Example of yawing an object with euler angles. Example of pitching an object with euler angles. Example of rolling an object with euler angles.

Euler angles are best suited to situations with restricted orientations. For example, game cameras can usually yaw (rotate around the Y axis, like a person looking left or right) and pitch (rotate around the X axis, like a person looking up or down), but not roll (rotate around the Z axis, like a person tilting their head to either side).

The Euler class allows you to directly set/get absolute pitch, yaw or roll values without affecting each other, for example setting the orientation to face east while preserving the pitch and roll.

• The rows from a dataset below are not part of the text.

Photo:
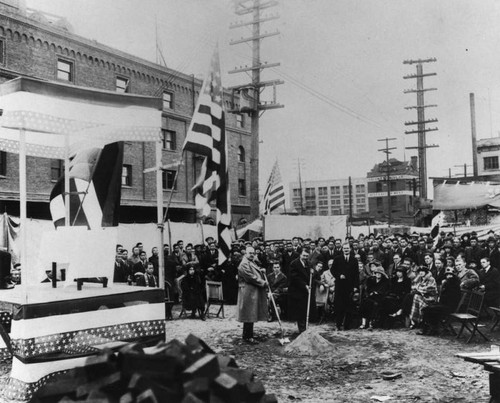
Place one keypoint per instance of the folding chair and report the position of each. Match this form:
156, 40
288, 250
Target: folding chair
322, 302
214, 297
461, 308
496, 318
471, 316
168, 302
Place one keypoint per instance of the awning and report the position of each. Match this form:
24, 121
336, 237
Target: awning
52, 114
466, 195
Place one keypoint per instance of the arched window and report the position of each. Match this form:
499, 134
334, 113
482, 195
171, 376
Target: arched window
241, 154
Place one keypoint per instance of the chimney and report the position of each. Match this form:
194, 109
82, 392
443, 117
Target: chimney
473, 134
414, 162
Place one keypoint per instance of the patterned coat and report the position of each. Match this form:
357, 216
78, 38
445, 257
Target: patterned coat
252, 295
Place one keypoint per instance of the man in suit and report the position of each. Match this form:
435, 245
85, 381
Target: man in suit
474, 252
252, 297
288, 257
406, 250
299, 291
148, 279
5, 263
345, 271
330, 253
278, 285
489, 278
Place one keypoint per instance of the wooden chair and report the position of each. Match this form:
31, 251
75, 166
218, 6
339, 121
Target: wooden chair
214, 297
496, 312
461, 308
471, 316
169, 303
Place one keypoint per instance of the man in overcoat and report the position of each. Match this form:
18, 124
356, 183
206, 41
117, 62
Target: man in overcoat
345, 271
252, 295
5, 266
298, 290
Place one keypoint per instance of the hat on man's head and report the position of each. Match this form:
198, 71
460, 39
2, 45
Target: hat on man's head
449, 270
379, 269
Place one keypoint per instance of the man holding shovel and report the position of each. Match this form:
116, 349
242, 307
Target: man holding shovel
252, 295
299, 291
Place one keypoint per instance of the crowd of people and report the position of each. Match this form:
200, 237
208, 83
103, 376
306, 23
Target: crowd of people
369, 281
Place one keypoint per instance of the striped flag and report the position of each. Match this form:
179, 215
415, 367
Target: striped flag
207, 137
274, 195
95, 188
437, 222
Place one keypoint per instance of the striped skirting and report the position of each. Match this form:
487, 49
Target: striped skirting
52, 337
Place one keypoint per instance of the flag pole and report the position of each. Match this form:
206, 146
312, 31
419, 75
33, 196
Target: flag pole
173, 185
159, 213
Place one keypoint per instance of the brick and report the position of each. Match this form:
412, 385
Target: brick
269, 398
190, 398
127, 398
208, 367
196, 342
227, 388
199, 387
242, 376
226, 361
255, 390
87, 388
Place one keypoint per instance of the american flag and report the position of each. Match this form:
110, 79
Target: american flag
207, 137
274, 196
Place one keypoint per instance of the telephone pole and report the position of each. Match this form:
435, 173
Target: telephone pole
387, 151
251, 92
421, 122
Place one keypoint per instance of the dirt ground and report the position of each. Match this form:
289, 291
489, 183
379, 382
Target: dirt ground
351, 370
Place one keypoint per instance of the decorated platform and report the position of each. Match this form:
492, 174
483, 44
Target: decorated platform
60, 327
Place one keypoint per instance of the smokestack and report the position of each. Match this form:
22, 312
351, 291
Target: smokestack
473, 133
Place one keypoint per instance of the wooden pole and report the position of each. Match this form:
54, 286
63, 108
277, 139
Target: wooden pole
159, 213
25, 275
66, 180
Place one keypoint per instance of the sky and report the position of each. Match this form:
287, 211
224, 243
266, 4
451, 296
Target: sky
342, 63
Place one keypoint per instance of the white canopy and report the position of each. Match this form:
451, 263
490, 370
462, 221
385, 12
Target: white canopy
52, 120
59, 117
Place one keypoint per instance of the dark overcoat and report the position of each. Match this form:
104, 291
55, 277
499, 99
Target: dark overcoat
298, 281
344, 287
252, 293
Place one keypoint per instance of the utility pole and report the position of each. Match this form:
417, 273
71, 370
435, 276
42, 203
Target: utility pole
387, 151
251, 92
350, 206
299, 162
421, 122
473, 134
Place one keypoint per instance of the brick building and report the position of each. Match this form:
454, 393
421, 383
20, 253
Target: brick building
403, 192
329, 197
45, 47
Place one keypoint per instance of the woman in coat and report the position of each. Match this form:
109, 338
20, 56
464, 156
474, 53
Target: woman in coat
252, 295
448, 303
192, 293
392, 304
377, 288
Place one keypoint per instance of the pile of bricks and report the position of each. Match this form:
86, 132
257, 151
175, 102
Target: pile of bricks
187, 372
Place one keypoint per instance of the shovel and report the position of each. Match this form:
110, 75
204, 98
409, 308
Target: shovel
308, 299
283, 339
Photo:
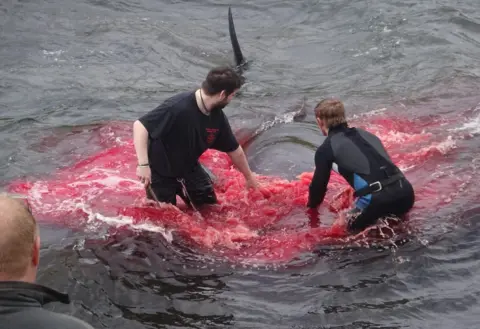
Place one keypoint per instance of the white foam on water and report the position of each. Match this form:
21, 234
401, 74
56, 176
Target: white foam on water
118, 221
472, 126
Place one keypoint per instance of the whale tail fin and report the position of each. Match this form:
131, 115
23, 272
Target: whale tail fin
239, 59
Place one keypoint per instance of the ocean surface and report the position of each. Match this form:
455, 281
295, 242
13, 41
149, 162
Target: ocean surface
74, 75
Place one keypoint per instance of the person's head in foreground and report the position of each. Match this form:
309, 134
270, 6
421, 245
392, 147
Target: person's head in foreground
19, 242
21, 299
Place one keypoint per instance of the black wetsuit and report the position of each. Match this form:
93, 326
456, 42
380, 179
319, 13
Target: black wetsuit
179, 132
361, 160
21, 307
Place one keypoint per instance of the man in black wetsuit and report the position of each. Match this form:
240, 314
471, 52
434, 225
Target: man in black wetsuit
169, 140
360, 157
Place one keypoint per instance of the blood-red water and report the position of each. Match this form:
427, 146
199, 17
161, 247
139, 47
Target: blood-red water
266, 225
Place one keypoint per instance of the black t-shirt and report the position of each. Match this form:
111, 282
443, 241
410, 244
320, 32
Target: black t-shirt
179, 132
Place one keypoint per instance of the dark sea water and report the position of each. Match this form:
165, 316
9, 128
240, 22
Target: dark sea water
66, 66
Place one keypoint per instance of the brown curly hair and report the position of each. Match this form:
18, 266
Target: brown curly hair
331, 111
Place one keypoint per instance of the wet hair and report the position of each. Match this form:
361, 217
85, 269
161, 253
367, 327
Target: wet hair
331, 111
18, 232
222, 78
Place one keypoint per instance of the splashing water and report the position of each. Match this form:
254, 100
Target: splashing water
259, 226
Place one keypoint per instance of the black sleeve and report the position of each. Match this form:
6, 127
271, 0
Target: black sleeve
226, 140
158, 121
321, 176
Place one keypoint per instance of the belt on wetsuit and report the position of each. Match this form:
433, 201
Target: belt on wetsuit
378, 185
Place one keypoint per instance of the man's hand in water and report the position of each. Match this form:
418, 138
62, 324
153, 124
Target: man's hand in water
144, 174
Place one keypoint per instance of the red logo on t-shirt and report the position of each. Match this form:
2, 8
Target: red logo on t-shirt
211, 133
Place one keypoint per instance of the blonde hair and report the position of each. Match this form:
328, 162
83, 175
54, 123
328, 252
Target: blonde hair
330, 111
18, 233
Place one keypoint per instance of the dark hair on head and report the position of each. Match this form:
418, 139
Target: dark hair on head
222, 78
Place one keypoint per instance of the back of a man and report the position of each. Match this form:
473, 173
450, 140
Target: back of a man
360, 157
170, 139
21, 299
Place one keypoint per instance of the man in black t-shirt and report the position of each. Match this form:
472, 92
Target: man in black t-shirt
169, 140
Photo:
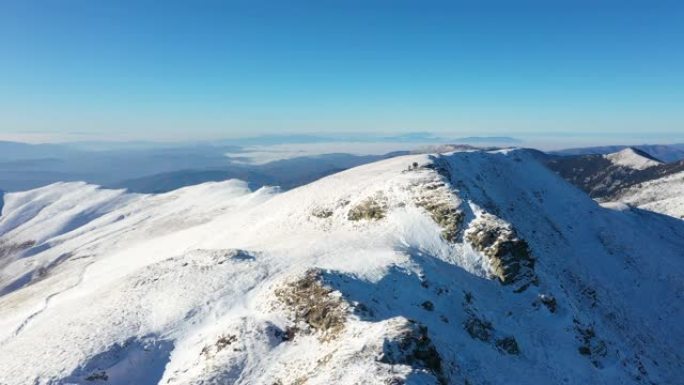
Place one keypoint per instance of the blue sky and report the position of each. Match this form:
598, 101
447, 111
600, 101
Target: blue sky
171, 70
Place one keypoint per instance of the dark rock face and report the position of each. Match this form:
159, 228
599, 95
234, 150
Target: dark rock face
415, 348
373, 208
601, 178
509, 256
314, 305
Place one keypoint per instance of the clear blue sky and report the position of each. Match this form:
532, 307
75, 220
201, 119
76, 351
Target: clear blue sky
170, 70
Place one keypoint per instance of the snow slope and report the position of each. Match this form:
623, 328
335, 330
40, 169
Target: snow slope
663, 195
472, 267
632, 158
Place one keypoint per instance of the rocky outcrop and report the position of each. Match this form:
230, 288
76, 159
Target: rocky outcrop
314, 306
508, 255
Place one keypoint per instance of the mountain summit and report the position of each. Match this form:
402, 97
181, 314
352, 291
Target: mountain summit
477, 267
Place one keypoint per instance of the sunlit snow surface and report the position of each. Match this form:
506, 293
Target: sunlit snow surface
180, 288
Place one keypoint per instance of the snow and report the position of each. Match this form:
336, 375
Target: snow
663, 195
630, 158
182, 287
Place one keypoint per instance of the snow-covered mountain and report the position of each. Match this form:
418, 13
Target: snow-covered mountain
628, 176
471, 267
633, 158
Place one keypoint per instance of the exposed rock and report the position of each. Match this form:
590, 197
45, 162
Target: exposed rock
590, 345
509, 257
478, 329
314, 305
508, 345
7, 248
415, 348
549, 301
322, 213
372, 208
444, 213
428, 305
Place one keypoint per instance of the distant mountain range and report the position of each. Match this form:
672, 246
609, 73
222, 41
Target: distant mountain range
468, 267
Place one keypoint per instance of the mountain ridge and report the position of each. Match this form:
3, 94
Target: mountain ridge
472, 266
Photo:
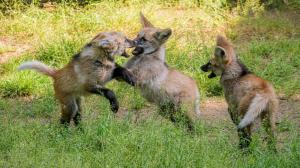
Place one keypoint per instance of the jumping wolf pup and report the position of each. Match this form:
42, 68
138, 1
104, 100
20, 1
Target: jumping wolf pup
250, 99
87, 73
170, 89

Ogre provides methods to use euler angles with matrices and quaternions, however there are problems that make this inconvenient. The primary problem is that multiple combinations of euler angles can produce the same quaternion or matrix. This means that converting eulers into a quaternion then back to euler can give different (but equivilant) results than what you started with. This is often a problem when attempting to apply constraints to an orientation (such as limiting a camera's pitch).

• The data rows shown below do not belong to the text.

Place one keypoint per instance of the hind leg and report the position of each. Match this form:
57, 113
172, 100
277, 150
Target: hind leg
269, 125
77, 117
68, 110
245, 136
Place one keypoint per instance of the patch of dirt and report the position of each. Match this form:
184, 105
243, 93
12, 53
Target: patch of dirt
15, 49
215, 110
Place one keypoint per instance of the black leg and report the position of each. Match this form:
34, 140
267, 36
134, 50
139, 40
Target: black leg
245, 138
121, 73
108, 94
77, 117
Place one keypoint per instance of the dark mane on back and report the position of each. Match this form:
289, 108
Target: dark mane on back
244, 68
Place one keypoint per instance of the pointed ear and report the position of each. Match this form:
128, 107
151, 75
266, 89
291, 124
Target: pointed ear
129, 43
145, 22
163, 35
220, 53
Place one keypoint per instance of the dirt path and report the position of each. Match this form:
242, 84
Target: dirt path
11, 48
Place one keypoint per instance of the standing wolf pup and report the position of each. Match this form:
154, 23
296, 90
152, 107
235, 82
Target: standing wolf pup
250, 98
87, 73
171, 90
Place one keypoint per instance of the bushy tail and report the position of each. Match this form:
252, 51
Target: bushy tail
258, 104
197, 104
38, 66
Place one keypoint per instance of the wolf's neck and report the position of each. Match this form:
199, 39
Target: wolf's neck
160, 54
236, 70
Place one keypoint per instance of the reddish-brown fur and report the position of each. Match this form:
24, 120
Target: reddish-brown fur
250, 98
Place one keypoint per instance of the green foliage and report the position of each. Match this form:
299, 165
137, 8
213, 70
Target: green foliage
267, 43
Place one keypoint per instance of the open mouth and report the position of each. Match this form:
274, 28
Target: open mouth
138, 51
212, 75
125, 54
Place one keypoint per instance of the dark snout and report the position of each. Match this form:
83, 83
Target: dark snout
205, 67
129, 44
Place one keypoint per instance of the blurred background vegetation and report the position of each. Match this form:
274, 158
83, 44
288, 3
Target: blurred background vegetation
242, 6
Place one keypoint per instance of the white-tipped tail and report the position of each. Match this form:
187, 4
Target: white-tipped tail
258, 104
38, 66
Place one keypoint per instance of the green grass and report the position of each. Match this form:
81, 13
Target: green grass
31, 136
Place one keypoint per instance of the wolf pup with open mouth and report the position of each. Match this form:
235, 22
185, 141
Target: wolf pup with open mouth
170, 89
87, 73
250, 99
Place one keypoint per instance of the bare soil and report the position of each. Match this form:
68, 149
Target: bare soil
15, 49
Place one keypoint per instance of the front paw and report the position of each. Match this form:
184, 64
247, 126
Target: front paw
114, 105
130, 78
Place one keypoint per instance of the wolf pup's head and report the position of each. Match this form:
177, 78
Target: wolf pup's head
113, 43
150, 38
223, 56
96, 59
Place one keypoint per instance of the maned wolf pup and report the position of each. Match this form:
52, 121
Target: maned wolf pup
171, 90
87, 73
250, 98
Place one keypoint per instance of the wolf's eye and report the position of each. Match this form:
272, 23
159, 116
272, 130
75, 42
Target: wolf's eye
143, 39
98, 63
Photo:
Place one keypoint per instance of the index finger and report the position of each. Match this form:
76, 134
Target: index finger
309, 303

Euler angles are non commutative. This means that the order you apply the rotations matters. Different applications use different orderings. The code provided here uses the YXZ (Yaw Pitch Roll) order. This means that the object performs local yaw, then local pitch, then local roll. This is the same as performing world roll, then world pitch, then world yaw.
This code also follows ogre's coordinate system standard: right handed cartesian coordinates with U axis up and -Z axis forward, and right handed rotations. A positive yaw, pitch or roll operates in the direction shown in the animated images above. Positive yaw is anticlockwise, positive pitch looks up and positive roll is anticlockwise (when looking along -Z). Setting all three angles to 0 gives the same orientation as an identity quaternion or matrix, in other words a model facing -Z will remain facing that direction (-Z is the ogre standard for forwards).

All three euler angles are unlimited in range. This means you can have a yaw of 10000 degrees, or a pitch of -400 degrees. This is impossible in quaternions and matrices, they can only represent the final orientation, not how many rotations took place to get there. Methods are provided to either clamp each angle to a +/-limit range, or normalise the euler object so all angles are wrapped around to the +/-180 degree range.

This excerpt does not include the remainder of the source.